To sell then integrated care on the back of a failed austerity plan is therefore ludicrous, and yet that is exactly what George Osborne did today. Osborne talked about the ‘billions’ that would be saved in ‘joined up’ care, but this is not the sole goal of integrated care. Integrated care is not simply about saving money; it should be about offering healthcare that it is most suitable for a person or patient at any particular time. Also, the language of Osborne and Danny Alexander, Chief Secretary to the Treasury, was one that integrated care would only be of benefit to the taxpayer when considering the elderly. Danny Alexander, in discussion with Andrew Neil on the BBC today, talked about the ‘potential burden of the elderly’ to the taxpayer, which is an affront to those elderly citizens who have themselves contributed much to the fabric of the UK, in tax or otherwise.
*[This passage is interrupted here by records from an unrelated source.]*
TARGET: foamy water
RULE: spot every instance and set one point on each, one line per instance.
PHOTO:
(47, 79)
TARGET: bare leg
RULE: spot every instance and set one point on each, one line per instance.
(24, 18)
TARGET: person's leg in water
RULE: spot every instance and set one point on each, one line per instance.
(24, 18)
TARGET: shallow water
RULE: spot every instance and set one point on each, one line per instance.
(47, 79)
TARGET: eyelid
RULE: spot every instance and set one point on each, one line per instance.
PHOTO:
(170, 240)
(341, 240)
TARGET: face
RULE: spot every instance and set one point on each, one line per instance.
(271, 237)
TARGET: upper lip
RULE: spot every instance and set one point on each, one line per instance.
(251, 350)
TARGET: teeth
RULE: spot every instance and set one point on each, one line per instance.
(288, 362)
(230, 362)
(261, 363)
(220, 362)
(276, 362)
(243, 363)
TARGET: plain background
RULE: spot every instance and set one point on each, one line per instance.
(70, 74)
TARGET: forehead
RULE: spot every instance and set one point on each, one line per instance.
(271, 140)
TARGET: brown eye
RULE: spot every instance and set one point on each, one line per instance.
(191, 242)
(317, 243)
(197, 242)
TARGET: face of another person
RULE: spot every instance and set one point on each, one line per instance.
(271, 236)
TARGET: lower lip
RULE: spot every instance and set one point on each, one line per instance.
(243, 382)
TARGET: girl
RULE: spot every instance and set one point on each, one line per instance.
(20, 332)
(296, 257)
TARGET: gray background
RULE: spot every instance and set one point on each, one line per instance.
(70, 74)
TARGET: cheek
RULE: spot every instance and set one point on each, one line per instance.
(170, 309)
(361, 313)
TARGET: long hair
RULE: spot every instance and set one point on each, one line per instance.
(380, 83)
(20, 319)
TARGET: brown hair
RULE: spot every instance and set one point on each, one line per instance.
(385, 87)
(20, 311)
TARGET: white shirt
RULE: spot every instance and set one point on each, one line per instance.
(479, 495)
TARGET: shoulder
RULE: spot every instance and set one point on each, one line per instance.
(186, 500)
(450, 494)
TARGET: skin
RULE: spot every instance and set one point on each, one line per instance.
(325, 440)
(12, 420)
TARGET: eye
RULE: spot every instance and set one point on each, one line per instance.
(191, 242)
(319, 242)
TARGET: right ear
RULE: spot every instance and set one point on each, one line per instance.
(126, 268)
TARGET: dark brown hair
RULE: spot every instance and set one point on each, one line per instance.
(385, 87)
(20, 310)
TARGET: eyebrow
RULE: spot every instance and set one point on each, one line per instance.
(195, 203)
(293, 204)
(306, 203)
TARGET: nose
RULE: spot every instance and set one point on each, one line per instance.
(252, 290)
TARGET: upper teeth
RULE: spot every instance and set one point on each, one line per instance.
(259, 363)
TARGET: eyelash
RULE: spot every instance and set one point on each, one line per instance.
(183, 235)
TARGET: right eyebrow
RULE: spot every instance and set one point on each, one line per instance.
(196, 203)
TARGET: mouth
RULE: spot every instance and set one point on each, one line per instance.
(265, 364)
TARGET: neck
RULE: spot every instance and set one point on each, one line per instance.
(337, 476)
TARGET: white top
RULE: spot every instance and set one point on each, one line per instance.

Labour will be making a mistake too if it attempts to sell integration on the back of austerity. It is unclear sometimes quite whom Labour represents, when the private finance initiative (PFI) was strongly opposed by UNISON in the early 2000s. Despite being a creation of the John Major government, Labour had embraced PFI, and Osborne has sought to improve its implementation. Likewise, the actual rationale for integrated care cannot be sold as a money-saving exercise. The country is already deeply cynical of the billions of ‘efficiency savings’, apparently on the back of cuts int he workforce of thousands, not being ultimately being ploughed back into frontline care. The admiration of Chris Ham of Kaiser Permanente is well known, but there is no reason to disbelieve that Labour has no intention of embracing ‘managed care’. The language of the ‘dementia crisis’ has been racheted up of late, and if this is combined with a general ideological attack on the elderly, the narrative no longer becomes one of how we deliver care for all of the population, but how people can make private provision for their future through private health insurance.

Whenever such a debate is brought up, it immediately gets dismissed as ‘conspiracy theories’, but a genuine debate about how integrated care is being ‘sold’ to an exhausted public needs to be had. If today’s statements by George Osborne are anything to go by, part of the ‘case’ of the Conservatives appears to be very much an economic one. While management theory has never adequately resolved how stakeholders interact in forming strategy, if the debate on integrated party gets subsumed by any particular entity this could be detrimental. Labour may be 10-15% ahead in the polls on the NHS, but even Labour cannot take its support on the NHS for granted. Ironically, as the current Government discusses how to regulate against aggressive lobbying, maybe it’s time that the “vested interests” which Osborne so confidently mentioned today come under some scrutiny of their their own regarding the formation of English health care policy?